Any imbecile bringing a loaded and chambered firearm into an airport or onto a plane, especially, should lose their weapon for good and have their CCW permit (if required by their resident state) suspended. I am not against firearm ownership, but there is no excuse for recklessness and ignorance of the law, and if you are ignorant of the law or disobeying it, you are not a responsible gun owner. These people should be held accountable.

Submitted by Don Power on

I find it incredible that in this day and age people STILL show up at airports with loaded firearms! WOW!

Submitted by GSOLTSO on

Doober sez - " What is being questioned is the TSA's over-use of the designation in order to keep the public in the dark about so many of the agency's actions."

Ok, that is also a larger conversation that will have to be done at the policy making level - although I am certain that there are many folks that will argue for/against both sides on this issue. There is a fine line of what should be classified at some level (under the differing levels SSI, Secret, TS, TSBI, TSBI-SS, etc), and the key is finding the right balance for the info released and the info retained out of public sector. I am fairly certain that you and I will fall on opposite sides of that discussion at certain places, but alas, I am not involved in policy making.

Anon sez - "I still maintain that the TSA uses "SSI" labeling to hide embarrassing information, much like former FAA Special Agent Brian Sullivan stated (followed by a link)"

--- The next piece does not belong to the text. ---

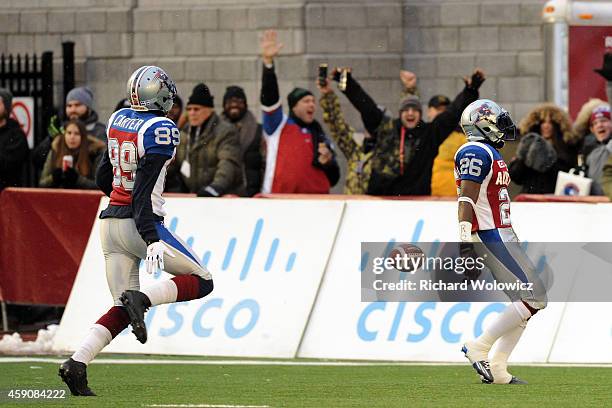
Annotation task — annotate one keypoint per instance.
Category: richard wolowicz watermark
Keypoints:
(498, 271)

TSA may indeed use SSI too much for your tastes, however, they are currently ok based upon policy and the legal system (barring a court decision I am unaware of). Just a couple of points about the link, it is fairly old based upon a basic search (at least prior to Jan 1, 2013 unless google is wrong), and the individual being quoted is a former employee of the FAA, not TSA. Some of what Sullivan states has some merit, but I question whether his personal experience is applicable in the current process due to the amount of time between his service and now.

West
TSA Blog Team

Submitted by Anonymous on

West, from the time former FAA Special Agent Brian Sullivan wrote or was quoted in the article until present day, TSA has gotten only worse in abusing the SSI label to hide embarrassing information from the American public.

Submitted by Anonymous on

"...Anonymous Anonymous said... I am not against firearm ownership, but there is no excuse for recklessness and ignorance of the law"

You say you are not against firearm ownership yet you want peoples firearms taken away from them. And why do you say reckless? Were they handling their firearms? Brandishing their firearms? What is reckless about simply owning a firearm?